Three and thirty years Artaban searched for the King. Worn and weary and ready to die he had come for the last time to Jerusalem. It was the season of the Passover and the city was thronged with strangers. There had been a confusion of tongues in the narrow streets for many days. But on this day a singular agitation was visible in the multitude. The clatter of sandals flowed unceasingly along the street that led to the Damascus gate.
Artaban inquired of a group of people nearby the cause of the tumult. “We are going,” they answered, “to the place called Golgotha, outside the city walls, where there is to be an execution. Two famous robbers are to be crucified, and with them another, called Jesus of Nazareth, who has done many wonderful works among the people, so that they love him greatly.”
Artaban’s heart beat unsteadily with the excitement of old age. He said to himself, “It may be that I shall at last find the King, and in the hands of his enemies no less, and shall come in time to offer my pearl for his ransom before he dies.” So the old man followed the multitude toward the Damascus gate of the city.
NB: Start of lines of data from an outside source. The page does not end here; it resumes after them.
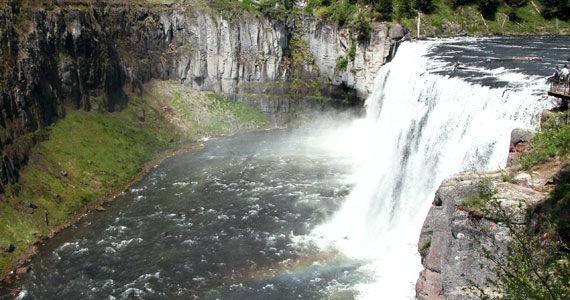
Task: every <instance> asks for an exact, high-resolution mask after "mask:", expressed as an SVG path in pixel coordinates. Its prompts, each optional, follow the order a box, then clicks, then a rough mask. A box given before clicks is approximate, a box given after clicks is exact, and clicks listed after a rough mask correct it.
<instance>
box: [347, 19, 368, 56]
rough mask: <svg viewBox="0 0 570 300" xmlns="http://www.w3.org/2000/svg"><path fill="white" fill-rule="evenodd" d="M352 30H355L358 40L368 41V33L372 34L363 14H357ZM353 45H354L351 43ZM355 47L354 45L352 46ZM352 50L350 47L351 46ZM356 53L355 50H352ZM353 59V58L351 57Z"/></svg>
mask: <svg viewBox="0 0 570 300" xmlns="http://www.w3.org/2000/svg"><path fill="white" fill-rule="evenodd" d="M353 26H354V29H355V30H356V34H357V35H358V39H369V38H370V33H371V32H372V29H373V27H372V24H370V21H369V20H368V18H367V17H366V16H364V14H362V13H361V14H359V15H358V18H357V19H356V21H355V22H354V25H353ZM353 45H354V43H353ZM354 46H355V47H356V45H354ZM351 49H352V46H351ZM354 50H355V51H356V49H354ZM351 57H353V56H351ZM353 58H354V57H353Z"/></svg>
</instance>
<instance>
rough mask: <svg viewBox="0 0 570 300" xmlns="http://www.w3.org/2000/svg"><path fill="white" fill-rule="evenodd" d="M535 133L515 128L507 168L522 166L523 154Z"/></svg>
mask: <svg viewBox="0 0 570 300" xmlns="http://www.w3.org/2000/svg"><path fill="white" fill-rule="evenodd" d="M534 135H535V133H534V132H533V131H530V130H526V129H521V128H515V129H513V131H512V132H511V144H510V147H509V156H508V158H507V167H515V166H518V165H520V157H521V152H522V151H523V150H524V149H525V148H526V147H527V146H528V144H529V143H530V140H531V139H532V138H533V137H534Z"/></svg>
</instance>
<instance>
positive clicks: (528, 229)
mask: <svg viewBox="0 0 570 300" xmlns="http://www.w3.org/2000/svg"><path fill="white" fill-rule="evenodd" d="M495 205H496V207H495V208H496V209H497V211H499V212H500V216H499V221H500V222H501V223H502V224H503V225H504V226H505V227H507V229H508V233H509V236H510V238H511V241H509V242H508V243H505V245H499V244H498V243H497V242H496V240H494V239H493V240H492V242H491V246H490V247H485V246H482V247H481V254H482V257H484V258H486V259H487V260H489V261H490V264H486V265H483V264H481V268H487V269H488V270H489V271H491V273H492V274H493V275H494V277H493V278H489V277H488V278H485V283H484V284H483V285H482V286H481V285H478V284H476V283H474V282H473V281H472V280H468V282H469V284H470V285H471V290H472V291H474V292H475V293H477V294H478V297H479V298H480V299H536V300H539V299H540V300H542V299H552V300H558V299H560V300H562V299H570V272H569V270H570V269H569V264H568V262H569V261H570V253H569V252H568V251H561V250H559V249H563V248H566V249H568V247H567V246H566V245H564V244H563V243H556V242H554V241H552V240H550V241H549V240H544V239H540V238H539V235H538V234H535V230H536V229H535V228H533V226H531V225H529V224H530V222H528V221H527V223H526V224H527V225H522V226H521V225H517V224H514V223H513V222H512V220H511V217H510V216H509V215H507V213H506V212H505V211H504V210H502V209H501V207H500V204H498V203H496V204H495ZM497 292H498V293H497Z"/></svg>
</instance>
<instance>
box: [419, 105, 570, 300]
mask: <svg viewBox="0 0 570 300" xmlns="http://www.w3.org/2000/svg"><path fill="white" fill-rule="evenodd" d="M551 116H554V117H556V115H555V114H554V115H553V113H552V112H551V111H548V110H545V111H543V112H542V116H541V127H542V128H546V126H553V125H552V124H550V123H548V122H546V121H547V120H549V119H550V118H551ZM554 119H555V120H557V119H556V118H554ZM557 122H558V123H560V122H561V121H560V120H557ZM558 123H556V122H555V124H558ZM549 124H550V125H549ZM533 136H534V132H532V131H529V130H524V129H518V128H517V129H514V130H513V131H512V132H511V142H510V147H509V156H508V159H507V168H506V169H503V170H499V171H494V172H462V173H459V174H456V175H453V176H451V177H449V178H447V179H446V180H444V181H443V182H442V183H441V185H440V187H439V189H438V190H437V192H436V193H435V197H434V200H433V202H432V207H431V208H430V210H429V213H428V215H427V217H426V219H425V221H424V225H423V227H422V231H421V234H420V238H419V243H418V249H419V251H420V255H421V258H422V265H423V266H424V270H423V271H422V272H421V273H420V275H419V278H418V280H417V282H416V299H425V300H428V299H430V300H431V299H477V298H478V297H476V295H474V294H472V293H471V292H470V291H469V287H470V284H469V282H468V281H472V282H474V283H475V284H477V285H478V286H483V284H484V283H485V280H486V278H493V274H491V273H489V271H488V268H481V265H484V266H485V265H489V264H490V262H489V261H487V260H486V259H485V258H483V257H481V247H485V248H487V249H490V248H491V245H492V244H493V243H495V245H497V246H498V249H502V248H504V246H505V245H506V243H509V242H510V235H509V231H508V228H506V227H505V225H504V224H502V223H501V222H500V220H499V219H498V218H497V215H496V213H493V211H494V209H495V207H496V206H493V204H492V203H493V202H492V201H496V202H495V203H498V204H499V205H500V206H501V208H502V209H503V211H504V212H505V213H506V214H507V215H509V216H510V218H511V221H512V222H513V223H515V224H525V222H526V211H527V208H529V207H530V208H534V207H536V205H537V204H539V203H540V202H542V201H543V200H544V199H545V196H546V195H547V193H548V192H549V191H550V189H551V186H552V185H551V184H552V183H553V182H555V181H557V180H558V179H559V178H561V176H563V175H562V174H564V172H567V171H568V168H563V167H564V166H565V164H567V161H560V160H554V161H551V162H549V163H546V164H544V165H541V166H539V167H537V168H533V169H532V170H531V171H519V166H520V156H521V151H523V149H524V148H525V147H527V145H528V143H529V142H530V140H531V139H532V137H533ZM484 188H487V189H489V190H492V194H493V195H492V197H491V199H492V200H491V201H489V202H488V203H487V204H486V206H485V209H484V211H486V213H482V212H481V211H474V210H472V209H469V208H468V207H465V206H464V201H465V200H467V199H469V198H473V197H474V196H475V197H477V195H480V194H479V192H480V191H481V189H484ZM495 211H496V210H495ZM499 255H501V254H499Z"/></svg>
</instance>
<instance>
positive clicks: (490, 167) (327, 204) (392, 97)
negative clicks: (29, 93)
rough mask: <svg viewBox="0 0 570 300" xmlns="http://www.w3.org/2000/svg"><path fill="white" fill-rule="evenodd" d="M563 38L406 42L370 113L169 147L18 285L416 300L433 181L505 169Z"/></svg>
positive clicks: (30, 293)
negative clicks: (290, 126)
mask: <svg viewBox="0 0 570 300" xmlns="http://www.w3.org/2000/svg"><path fill="white" fill-rule="evenodd" d="M562 43H564V38H557V37H516V38H513V37H501V38H457V39H445V40H428V41H417V42H407V43H404V44H402V45H401V46H400V48H399V50H398V53H397V55H396V57H395V58H394V60H393V61H392V62H391V63H390V64H388V65H386V66H385V67H383V68H382V69H381V70H380V72H379V74H378V77H377V78H376V83H375V87H374V92H373V94H372V95H371V96H370V97H369V99H368V100H367V101H366V107H367V116H366V117H365V118H362V119H357V120H356V119H347V118H346V117H343V116H329V117H328V118H325V117H323V120H319V121H318V122H315V123H314V124H310V125H308V126H307V127H303V128H301V129H296V130H274V131H264V132H255V133H249V134H243V135H236V136H232V137H219V138H212V139H210V140H208V141H207V142H205V148H204V149H203V150H200V151H194V152H190V153H186V154H182V155H179V156H176V157H172V158H169V159H167V160H165V161H164V162H163V163H162V164H160V165H159V166H157V167H156V168H154V169H153V170H152V171H151V172H150V173H149V175H148V176H146V177H145V178H144V179H143V180H142V181H141V182H139V183H137V184H135V185H134V186H133V187H132V188H130V189H129V190H128V191H126V192H125V193H124V194H123V195H122V196H121V197H119V198H118V199H117V200H116V201H114V202H113V203H112V204H111V205H110V206H109V207H107V209H106V211H105V212H103V213H92V214H90V215H88V216H87V217H86V218H84V219H83V220H82V221H80V222H79V223H78V224H77V225H76V226H74V227H73V228H71V229H69V230H66V231H64V232H62V233H61V234H59V235H58V236H56V238H54V239H52V240H50V241H48V242H47V244H46V245H45V246H43V247H42V249H41V251H40V253H39V254H38V255H37V256H35V257H34V259H33V260H32V263H31V268H32V269H31V272H30V273H29V274H28V275H27V276H25V278H23V279H22V280H21V281H19V282H17V283H16V284H15V287H21V288H22V289H23V292H22V293H21V294H20V296H19V297H18V298H19V299H413V298H414V283H415V280H416V278H417V274H418V272H419V271H420V270H421V265H420V262H419V256H418V254H417V246H416V242H417V239H418V235H419V232H420V229H421V225H422V223H423V218H425V215H426V214H427V210H428V209H429V207H430V203H431V200H432V199H433V194H434V192H435V190H436V189H437V187H438V185H439V184H440V183H441V181H442V180H443V179H444V178H445V177H447V176H449V175H451V174H453V173H455V172H459V171H461V170H465V169H473V170H489V169H496V168H500V167H504V164H505V162H506V157H507V152H508V144H509V135H510V131H511V130H512V129H513V128H516V127H522V128H534V126H535V124H536V118H537V116H538V115H539V113H540V111H541V110H542V109H543V108H547V107H551V106H552V105H554V104H553V102H552V100H551V99H549V98H547V97H545V96H544V94H545V89H546V88H547V84H546V82H545V80H544V77H545V76H546V75H549V74H550V73H551V71H550V69H551V68H552V66H553V64H554V63H558V62H559V61H557V60H556V58H561V57H563V55H564V53H568V48H563V47H559V46H558V45H561V44H562ZM522 56H525V57H531V58H530V59H528V58H526V59H522V58H521V57H522ZM457 62H459V64H458V65H456V64H457ZM455 66H459V67H455Z"/></svg>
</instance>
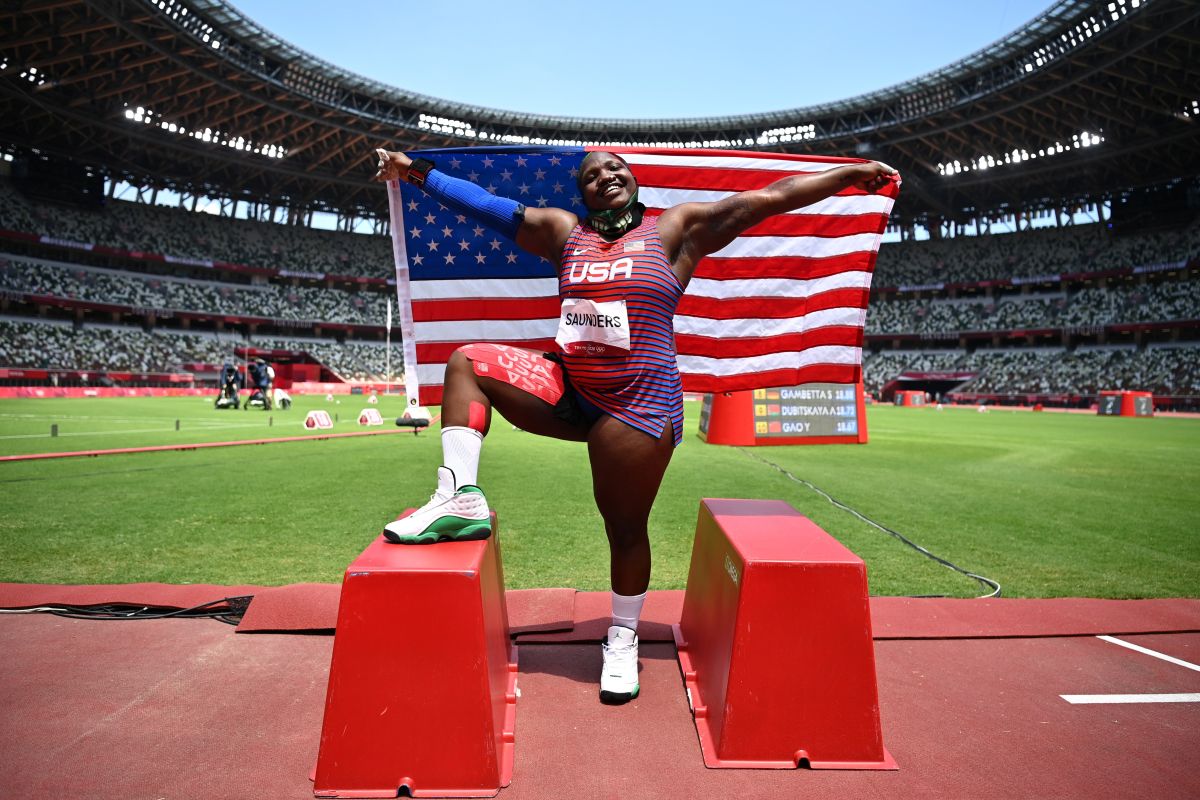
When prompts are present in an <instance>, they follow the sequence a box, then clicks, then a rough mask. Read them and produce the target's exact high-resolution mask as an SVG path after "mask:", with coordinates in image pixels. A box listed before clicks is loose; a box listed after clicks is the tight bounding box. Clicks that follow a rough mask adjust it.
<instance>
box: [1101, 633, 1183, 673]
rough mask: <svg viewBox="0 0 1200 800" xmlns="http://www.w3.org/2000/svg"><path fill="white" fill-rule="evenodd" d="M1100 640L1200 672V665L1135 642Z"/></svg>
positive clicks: (1122, 639)
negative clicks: (1104, 640)
mask: <svg viewBox="0 0 1200 800" xmlns="http://www.w3.org/2000/svg"><path fill="white" fill-rule="evenodd" d="M1096 638H1098V639H1104V640H1105V642H1111V643H1112V644H1120V645H1121V646H1122V648H1129V649H1130V650H1136V651H1138V652H1145V654H1146V655H1147V656H1154V657H1156V658H1162V660H1163V661H1169V662H1170V663H1172V664H1177V666H1180V667H1187V668H1188V669H1194V670H1196V672H1200V664H1194V663H1192V662H1190V661H1183V660H1182V658H1176V657H1175V656H1169V655H1166V654H1165V652H1159V651H1158V650H1151V649H1150V648H1144V646H1141V645H1140V644H1134V643H1133V642H1124V640H1123V639H1118V638H1116V637H1115V636H1098V637H1096Z"/></svg>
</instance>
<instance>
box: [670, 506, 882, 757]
mask: <svg viewBox="0 0 1200 800" xmlns="http://www.w3.org/2000/svg"><path fill="white" fill-rule="evenodd" d="M674 638H676V646H677V648H678V651H679V666H680V668H682V670H683V676H684V682H685V685H686V688H688V700H689V703H690V704H691V706H692V714H694V715H695V718H696V730H697V733H698V734H700V746H701V750H702V751H703V754H704V765H706V766H710V768H720V766H732V768H766V769H787V768H796V766H798V765H802V764H805V763H806V764H808V765H809V766H810V768H812V769H870V770H894V769H898V768H896V763H895V760H893V758H892V756H890V754H888V751H887V750H884V748H883V738H882V734H881V730H880V702H878V688H877V686H876V681H875V649H874V643H872V640H871V613H870V606H869V604H868V594H866V567H865V565H864V564H863V560H862V559H860V558H858V557H857V555H854V554H853V553H851V552H850V551H847V549H846V548H845V547H842V546H841V545H840V543H839V542H838V541H836V540H834V539H833V537H832V536H829V535H828V534H827V533H824V531H823V530H821V529H820V528H817V527H816V525H815V524H814V523H812V522H811V521H810V519H808V518H806V517H804V516H802V515H800V513H799V512H798V511H796V510H794V509H793V507H792V506H790V505H787V504H786V503H782V501H780V500H714V499H706V500H702V501H701V505H700V519H698V522H697V524H696V542H695V545H694V546H692V551H691V570H690V572H689V575H688V589H686V591H685V594H684V602H683V614H682V616H680V621H679V624H678V625H676V626H674Z"/></svg>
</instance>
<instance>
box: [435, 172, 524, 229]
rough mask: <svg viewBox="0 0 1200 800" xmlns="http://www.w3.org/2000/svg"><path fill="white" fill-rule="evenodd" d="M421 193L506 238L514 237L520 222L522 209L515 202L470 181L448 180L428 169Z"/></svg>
mask: <svg viewBox="0 0 1200 800" xmlns="http://www.w3.org/2000/svg"><path fill="white" fill-rule="evenodd" d="M425 191H426V192H428V193H430V194H431V196H433V197H434V198H437V199H438V201H440V203H443V204H445V205H446V206H449V207H451V209H454V210H456V211H462V212H463V213H466V215H467V216H469V217H470V218H472V219H475V221H478V222H480V223H482V224H485V225H487V227H488V228H491V229H492V230H496V231H498V233H502V234H504V235H505V236H508V237H509V239H516V237H517V228H520V227H521V223H522V222H524V206H523V205H521V204H520V203H517V201H516V200H510V199H509V198H506V197H496V196H494V194H491V193H490V192H488V191H487V190H484V188H480V187H479V186H475V185H474V184H472V182H470V181H464V180H462V179H460V178H451V176H449V175H446V174H445V173H442V172H438V170H437V169H431V170H430V174H428V175H426V176H425Z"/></svg>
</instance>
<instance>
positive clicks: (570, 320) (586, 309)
mask: <svg viewBox="0 0 1200 800" xmlns="http://www.w3.org/2000/svg"><path fill="white" fill-rule="evenodd" d="M554 341H556V342H558V347H560V348H563V353H566V354H569V355H628V354H629V312H628V311H626V309H625V301H624V300H612V301H608V302H595V301H592V300H586V299H583V297H566V299H565V300H563V309H562V314H560V315H559V318H558V335H557V336H556V337H554Z"/></svg>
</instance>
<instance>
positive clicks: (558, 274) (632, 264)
mask: <svg viewBox="0 0 1200 800" xmlns="http://www.w3.org/2000/svg"><path fill="white" fill-rule="evenodd" d="M626 259H628V260H626ZM558 294H559V297H560V299H562V300H563V301H566V300H569V299H586V300H590V301H593V302H613V301H620V300H624V301H625V308H626V309H628V319H629V323H628V327H629V342H630V347H629V353H628V354H620V355H583V354H572V353H568V351H564V350H563V348H562V347H559V353H560V355H562V359H563V363H564V366H565V367H566V373H568V375H570V379H571V384H572V385H574V386H575V389H576V390H577V391H578V392H580V393H581V395H582V396H583V397H584V398H587V399H588V401H589V402H592V403H593V404H595V405H596V407H598V408H599V409H601V410H602V411H605V413H606V414H610V415H612V416H614V417H616V419H618V420H620V421H622V422H624V423H626V425H630V426H632V427H635V428H637V429H638V431H643V432H646V433H648V434H649V435H652V437H654V438H655V439H658V438H659V437H661V435H662V428H664V426H665V422H666V420H668V419H670V420H671V426H672V428H673V431H674V444H676V446H679V443H680V441H682V440H683V385H682V383H680V380H679V366H678V362H677V361H676V348H674V327H673V325H672V320H673V317H674V311H676V306H677V305H678V303H679V297H680V296H682V295H683V287H682V285H679V279H678V278H677V277H676V275H674V271H673V270H672V269H671V264H670V263H668V261H667V257H666V252H665V251H664V248H662V239H661V237H660V236H659V225H658V217H656V216H650V215H646V216H644V217H643V219H642V224H640V225H638V227H637V228H635V229H632V230H630V231H628V233H625V234H624V235H623V236H622V237H620V239H618V240H616V241H607V240H606V239H604V237H602V236H601V235H600V234H598V233H596V231H595V230H593V229H592V228H589V227H587V225H583V224H580V225H576V227H575V230H572V231H571V235H570V236H568V239H566V245H565V246H564V247H563V257H562V259H560V266H559V269H558Z"/></svg>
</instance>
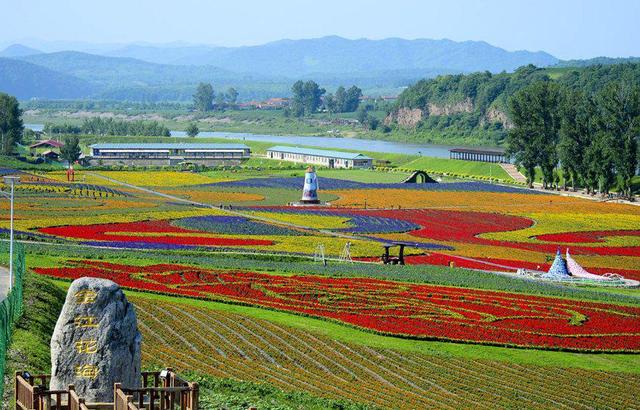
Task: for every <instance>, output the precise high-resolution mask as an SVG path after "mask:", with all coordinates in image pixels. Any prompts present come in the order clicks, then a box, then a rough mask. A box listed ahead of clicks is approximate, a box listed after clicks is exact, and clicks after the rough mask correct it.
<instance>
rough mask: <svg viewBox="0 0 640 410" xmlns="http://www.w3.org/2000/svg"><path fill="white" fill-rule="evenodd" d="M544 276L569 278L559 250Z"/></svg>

Just then, a troop of soldiers came down the street, dragging a young girl. Suddenly she broke from the hands of her tormentors, and threw herself at Artaban’s feet. “Have pity on me,” she cried, “and save me. My father is dead, and I am seized for his debts to be sold as a slave.”
Artaban trembled. It was the old conflict in his soul, which had come to him in the palm-grove of Persia and in the cottage at Bethlehem. Twice the gift which he had consecrated to the worship of God had been drawn to the service of humanity. He took the pearl from his bosom and laid it in the hand of the slave-girl. “This is thy ransom, daughter! It is the last of my treasures which I kept for the King.”
While he spoke, the darkness of the sky deepened, and tremors ran through the earth. The walls of the houses rocked to and fro. Stones were loose and crashed into the street. The soldiers fled in terror, but Artaban and the girl whom he had ransomed crouched helpless beneath the wall of the Praetorium. A heavy tile, shaken from the roof, fell and struck the old man on the temple. He lay breathless and pale, with his gray head resting on the girl’s shoulder, and blood trickling from the wound.
Then the old man’s lips began to move and the girl heard him say, “Not so, my Lord! For when saw I thee hungry and fed thee? Or thirsty, and gave thee drink? When saw thee a stranger, and took thee in? Or naked and clothed thee? Three and thirty years have I looked for thee, but I have never seen thy face, nor ministered to thee, my King.”
He ceased and there came a sound akin to a sweet voice. The maid heard it, very faint and far away. And it seemed as though she understood the words, “Verily I say unto thee, inasmuch as thou has done it unto one of the least of these my brethren, thou hast done it unto me.”
A calm radiance of wonder and joy lighted the pale face of Artaban. A long breath of relief exhaled gently from his lips. His journey was ended. His treasures were accepted. The Other Wise Man had found the King.